There are several limitations to our study. First, our study is retrospective in nature. Nevertheless, we included consecutive patients to mitigate selection bias. Considering the rarity of TETs, retrospective studies are much more feasible than prospective trials, and they have the advantage that they reflect routine clinical practice. Second, there was only a small number of OS events, and we could not therefore perform multivariable survival analyses for OS. Considering the generally indolent nature of TETs, FFR may be a putative surrogate marker for OS [35]. Third, the semi-quantitative measures of 2-[18F]FDG PET/CT are affected by scanner, acquisition, and reconstruction protocols. Therefore, we excluded data from PET/CT scanners that showed different SUV profiles. Nevertheless, caution is required when applying our SUVmax value cut-offs to imaging from other facilities. Fourth, the validation process could not performed on our developed prediction models for FFR due to the limited number of events. Further studies are needed to obtain internal–external validation [36] of our models and compare them with other available prediction models [5, 37, 38]. Finally, our results cannot be applied to other anterior mediastinal tumours such as germ cell tumour and lymphoma. However, to some extent, TET can be distinguished from these tumours on the basis of demographics, tumour marker profiles, or imaging features.

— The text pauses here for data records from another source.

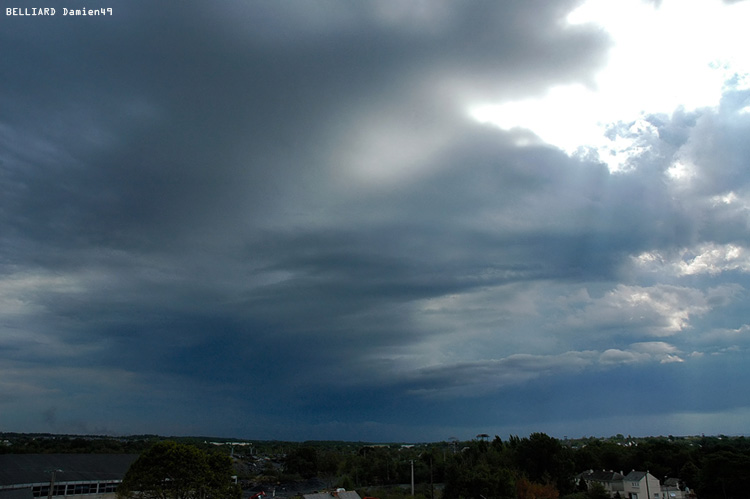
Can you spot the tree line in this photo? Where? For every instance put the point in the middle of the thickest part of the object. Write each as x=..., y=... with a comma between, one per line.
x=537, y=466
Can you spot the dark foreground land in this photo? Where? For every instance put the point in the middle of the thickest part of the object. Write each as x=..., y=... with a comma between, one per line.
x=712, y=466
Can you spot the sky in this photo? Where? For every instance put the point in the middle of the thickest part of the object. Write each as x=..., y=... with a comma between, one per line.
x=376, y=221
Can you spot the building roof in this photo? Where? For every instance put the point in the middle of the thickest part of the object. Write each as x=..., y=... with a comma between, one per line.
x=636, y=476
x=18, y=469
x=345, y=494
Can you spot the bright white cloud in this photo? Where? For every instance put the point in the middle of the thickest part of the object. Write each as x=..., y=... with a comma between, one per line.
x=679, y=54
x=707, y=258
x=659, y=310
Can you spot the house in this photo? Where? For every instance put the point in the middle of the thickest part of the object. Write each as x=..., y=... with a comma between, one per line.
x=610, y=480
x=69, y=476
x=641, y=485
x=340, y=494
x=673, y=488
x=635, y=485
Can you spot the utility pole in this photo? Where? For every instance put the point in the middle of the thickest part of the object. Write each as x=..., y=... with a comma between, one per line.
x=52, y=482
x=412, y=476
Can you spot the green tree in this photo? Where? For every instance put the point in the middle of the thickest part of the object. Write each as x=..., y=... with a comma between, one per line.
x=169, y=470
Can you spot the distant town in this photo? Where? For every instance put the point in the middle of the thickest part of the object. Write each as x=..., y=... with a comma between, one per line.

In conclusion, 2-[18F]FDG PET/CT showed excellent performance in the differentiation between histological grades of TETs. SUVmax was an independent significant prognostic factor in terms of FFR and contributed to building an improved prognostic model. 2-[18F]FDG PET/CT can be a useful diagnostic and prognostic imaging biomarker in conjunction with WHO classification and stage, and can help select the optimal treatment strategy for patients with TETs.